Hundreds of protesters responded to Brunei’s gay death law last week by swarming the Brunei-owned Dorchester Hotel in London on Friday and again on Saturday.
LGBT protesters burst through barriers outside The Dorchester Hotel during rally led by human rights activist Peter Tatchell over owner Sultan of Brunei’s anti-gay laws
- Around 500 gathered outside London hotel to protest Sultan’s new LGBT laws
- The gathering was led by human rights activist Peter Tatchell this afternoon
- Called for Government to sever ties with the Sultan if he did not revoke the laws
Protesters have broken through a barricade outside the Dorchester Hotel as they rally against its owner the Sultan of Brunei and his new LGBT laws, reports suggest.
Around 500 people turned out to take part in the protest in Park Lane, central London, after the Sultan announced the change in law last week. …

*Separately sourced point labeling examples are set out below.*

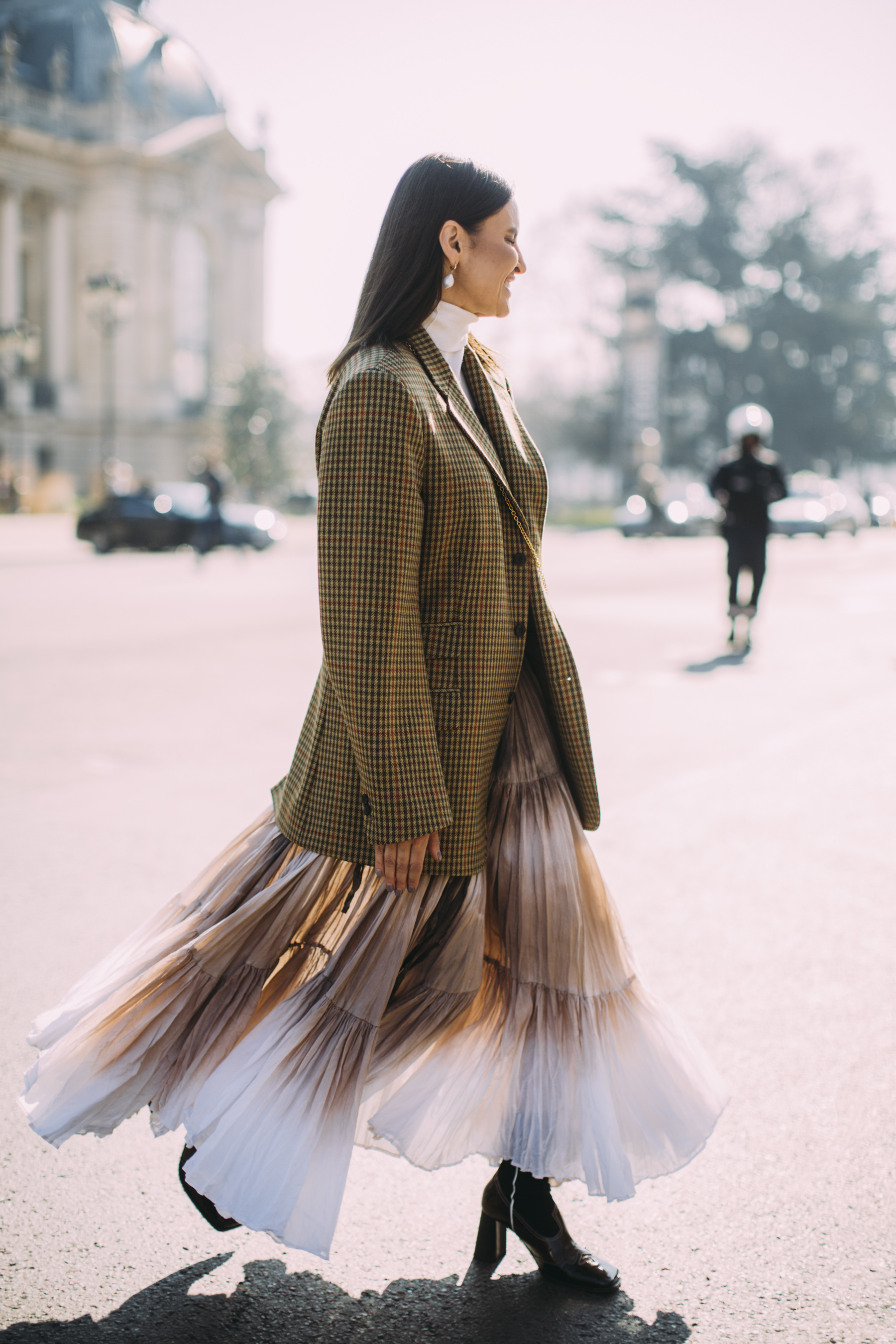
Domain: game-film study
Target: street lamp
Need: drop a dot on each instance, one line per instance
(108, 307)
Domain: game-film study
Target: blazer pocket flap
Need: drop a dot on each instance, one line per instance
(443, 642)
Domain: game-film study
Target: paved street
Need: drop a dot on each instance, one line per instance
(149, 702)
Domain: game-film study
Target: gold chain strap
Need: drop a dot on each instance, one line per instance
(524, 534)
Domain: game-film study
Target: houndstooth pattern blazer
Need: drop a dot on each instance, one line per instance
(430, 593)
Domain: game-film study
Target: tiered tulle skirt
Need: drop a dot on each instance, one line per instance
(281, 1011)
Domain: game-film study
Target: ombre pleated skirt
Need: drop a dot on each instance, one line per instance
(281, 1016)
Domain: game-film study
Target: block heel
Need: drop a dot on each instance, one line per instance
(491, 1242)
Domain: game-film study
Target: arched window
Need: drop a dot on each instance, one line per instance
(191, 318)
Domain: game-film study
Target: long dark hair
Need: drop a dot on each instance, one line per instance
(403, 281)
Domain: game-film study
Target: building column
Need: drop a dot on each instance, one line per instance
(11, 257)
(58, 293)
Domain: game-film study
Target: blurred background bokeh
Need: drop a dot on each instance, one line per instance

The gathering, led by human rights activist Peter Tatchell, saw many of the protesters carrying placards and banners calling for homophobia to be stamped out, as well as rainbow flags.
Mr Tatchell said if the Sultan did not revoke the laws the British Government should sever all ties with the regime.
He added: ‘If the Sultan will not listen to reason and compassion we believe the British Government should sever all diplomatic, economic and military ties with the regime.
‘What is shameful is that our royal family puts royal ties before human rights.’
There were cries of ‘shame’ from the crowd when Mr Tatchell claimed the Royal Family were not going to sever ties with the regime.
The protest comes on the back of the growing movement against hotels owned by the Sultan of Brunei – including the Dorchester – in response to the nation’s new Islamic criminal laws punishing gay sex by stoning offenders to death.
On Thursday a group of protesters stormed the Dorchester with a megaphone and called for it to be boycotted.
Canadian writer Jordan Tannahill, along with friends Andy Field, Crispin Lord and Nick Finegan, booked a table at the hotel at around 1pm before they began their protest.
But they were quickly escorted out by the hotel’s security staff.
Barriers had been put up around the front of the hotel today and an estimated 500 people lined the surrounding streets, chanting and holding up signs.
Piles of rainbow-coloured stones had been laid on the pavement.